Eles vão matar a gente? Papai?
Shh.
Eles ficaram deitados nas folhas e nas cinzas com o coração aos pulos. Ele ia começar a tossir. Teria que pôr a mão sobre a boca mas o menino a estava segurando e não soltava e com a outra mão ele segurava o revólver. Tinha que se concentrar para abafar a tosse e ao mesmo tempo tentava escutar. Ele girou o queixo em meio às folhas, tentando ver.
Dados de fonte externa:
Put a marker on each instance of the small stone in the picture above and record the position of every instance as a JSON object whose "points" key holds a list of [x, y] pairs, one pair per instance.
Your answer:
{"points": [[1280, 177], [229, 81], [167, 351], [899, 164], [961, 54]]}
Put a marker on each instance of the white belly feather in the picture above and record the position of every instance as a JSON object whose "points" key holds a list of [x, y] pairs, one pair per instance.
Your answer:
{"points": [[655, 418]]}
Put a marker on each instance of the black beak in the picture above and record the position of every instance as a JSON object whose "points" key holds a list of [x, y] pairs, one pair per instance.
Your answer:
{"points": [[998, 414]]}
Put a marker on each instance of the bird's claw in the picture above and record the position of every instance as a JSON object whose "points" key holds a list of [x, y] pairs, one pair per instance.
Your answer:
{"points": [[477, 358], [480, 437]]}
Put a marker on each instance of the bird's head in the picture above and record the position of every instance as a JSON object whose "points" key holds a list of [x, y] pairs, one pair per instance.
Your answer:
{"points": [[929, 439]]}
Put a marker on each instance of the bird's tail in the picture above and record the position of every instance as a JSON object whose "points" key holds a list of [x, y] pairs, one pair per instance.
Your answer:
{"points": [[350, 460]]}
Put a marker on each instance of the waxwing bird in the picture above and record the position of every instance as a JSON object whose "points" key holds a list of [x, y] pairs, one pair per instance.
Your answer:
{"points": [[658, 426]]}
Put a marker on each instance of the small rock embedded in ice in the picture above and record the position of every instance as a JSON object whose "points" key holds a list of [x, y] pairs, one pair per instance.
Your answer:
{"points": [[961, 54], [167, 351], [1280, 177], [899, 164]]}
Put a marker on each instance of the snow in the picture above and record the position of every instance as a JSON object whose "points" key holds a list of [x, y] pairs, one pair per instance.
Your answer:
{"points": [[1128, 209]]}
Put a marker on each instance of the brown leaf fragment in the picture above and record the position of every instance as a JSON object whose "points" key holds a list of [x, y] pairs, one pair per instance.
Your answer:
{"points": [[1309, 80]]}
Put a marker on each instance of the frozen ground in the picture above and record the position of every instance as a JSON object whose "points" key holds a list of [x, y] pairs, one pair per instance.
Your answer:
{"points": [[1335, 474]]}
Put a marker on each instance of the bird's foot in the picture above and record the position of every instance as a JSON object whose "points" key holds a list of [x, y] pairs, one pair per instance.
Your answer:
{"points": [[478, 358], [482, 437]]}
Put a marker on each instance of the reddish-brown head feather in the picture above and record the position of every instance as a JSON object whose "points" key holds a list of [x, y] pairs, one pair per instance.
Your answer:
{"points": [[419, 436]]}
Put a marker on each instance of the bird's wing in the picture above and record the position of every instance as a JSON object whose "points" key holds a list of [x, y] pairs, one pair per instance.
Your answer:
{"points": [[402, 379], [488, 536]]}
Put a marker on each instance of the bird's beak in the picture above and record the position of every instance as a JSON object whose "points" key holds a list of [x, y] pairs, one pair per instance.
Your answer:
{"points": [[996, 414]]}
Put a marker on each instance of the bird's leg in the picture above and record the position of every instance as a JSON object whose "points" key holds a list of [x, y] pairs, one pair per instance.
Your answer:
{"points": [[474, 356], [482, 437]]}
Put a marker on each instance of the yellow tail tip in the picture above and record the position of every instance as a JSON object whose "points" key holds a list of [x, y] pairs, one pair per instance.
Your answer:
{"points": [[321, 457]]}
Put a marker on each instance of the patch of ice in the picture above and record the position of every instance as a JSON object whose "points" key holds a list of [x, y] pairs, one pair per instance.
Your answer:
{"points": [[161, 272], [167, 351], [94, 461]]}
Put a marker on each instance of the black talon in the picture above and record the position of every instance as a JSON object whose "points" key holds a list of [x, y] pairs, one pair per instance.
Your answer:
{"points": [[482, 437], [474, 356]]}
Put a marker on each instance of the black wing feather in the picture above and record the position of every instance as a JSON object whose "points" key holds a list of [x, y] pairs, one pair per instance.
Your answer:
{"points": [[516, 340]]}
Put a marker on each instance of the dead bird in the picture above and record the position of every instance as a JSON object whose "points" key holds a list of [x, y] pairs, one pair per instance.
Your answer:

Fique com a cabeça abaixada, ele sussurrou.
Eles estão vindo?
Não.
Rastejaram devagar por entre as folhas na direção do que parecia ser um terreno mais baixo. Ele ficou deitado escutando, abraçado ao menino. Podia ouvi-los na estrada falando. Voz de uma mulher. Depois ouviu-os nas folhas secas. Pegou a mão do menino e colocou o revólver nela. Pegue, ele sussurrou. Pegue. O menino estava aterrorizado. Colocou o braço em torno dele e o abraçou. O corpo tão magro. Não tenha medo, ele disse. Se eles te acharem você vai ter que fazer isto. Está entendendo? Shh. Não chore. Está me ouvindo? Você sabe como fazer. Coloca dentro da boca e aponta para cima. Faça rápido e com força. Está entendendo? Pare de chorar. Está entendendo?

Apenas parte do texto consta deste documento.